Released on 01 Dec 2011
OUP wins 3 prestigious Music Industries Association Awards
The MIA awards ceremony took place at the Marriott Grosvenor Square Hotel on Wednesday 30 November 2011. OUP Music is delighted to have won three awards this year, including Printed Music Publisher of the Year 2011. The award is given annually to the publisher who has achieved outstanding all-round service standards in various fields: range of publications, consistency of brand, quality of support materials, information, and promotional campaigns, as well as an innovative approach.
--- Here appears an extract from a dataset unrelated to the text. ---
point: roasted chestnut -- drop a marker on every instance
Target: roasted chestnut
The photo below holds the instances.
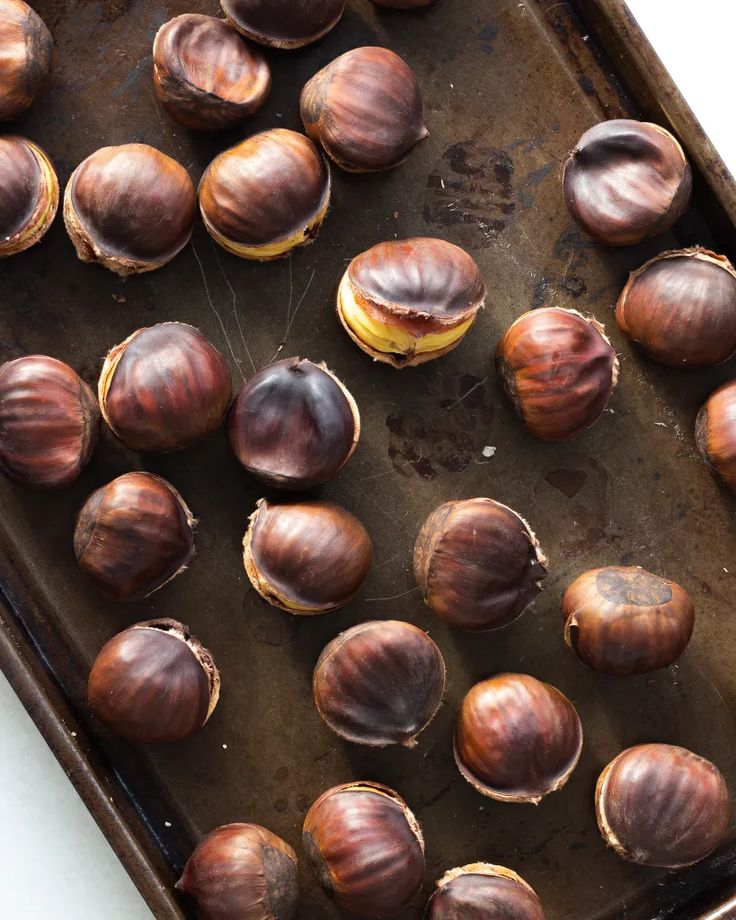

OUP also won Best Education Publication 2011 for Violin Globetrotters by Ros Stephen. It is given to the new education publication that is judged by a majority of voting UK music retailers to be outstanding in respect of ease of use, production values, suitability for market, value for money, and innovation.
Violin Globetrotters was published in September 2010 and presents 12 toe-tapping original tunes in styles from around the world— from Arabic to Chinese and from klezmer to the Argentinian tango— for the budding violinist. It was extremely well received by the music press:
‘This book as an educational package is second to none, with fresh and lively presentation and violin accompaniments, technical warm-ups and backing tracks for each piece, as well as piano parts in PDF format on the enhanced CD. Thoroughly recommended for a varied musical diet.’
Music Teacher, February 2011
Anne Marsden Thomas’s wonderful book of organ music, Oxford Service Music for Organ: Manuals and Pedals, Book 1 was a worthy winner of Best Classical Publication 2011. Published in February 2011, it is part of a series of six books of attractive and varied pieces suitable for students and church musicians of all abilities. Each book groups pieces according to service needs: Preludes, Interludes, Processionals, Postludes. The repertoire spans the 16th‒21st centuries, with some new pieces written especially for the collections.
’Anne is to be applauded for the vast amount of repertoire knowledge, thought, work and scholarship that must have gone into this huge undertaking which makes a significant contribution to the repertoire for teaching, sight-reading and performance purposes.’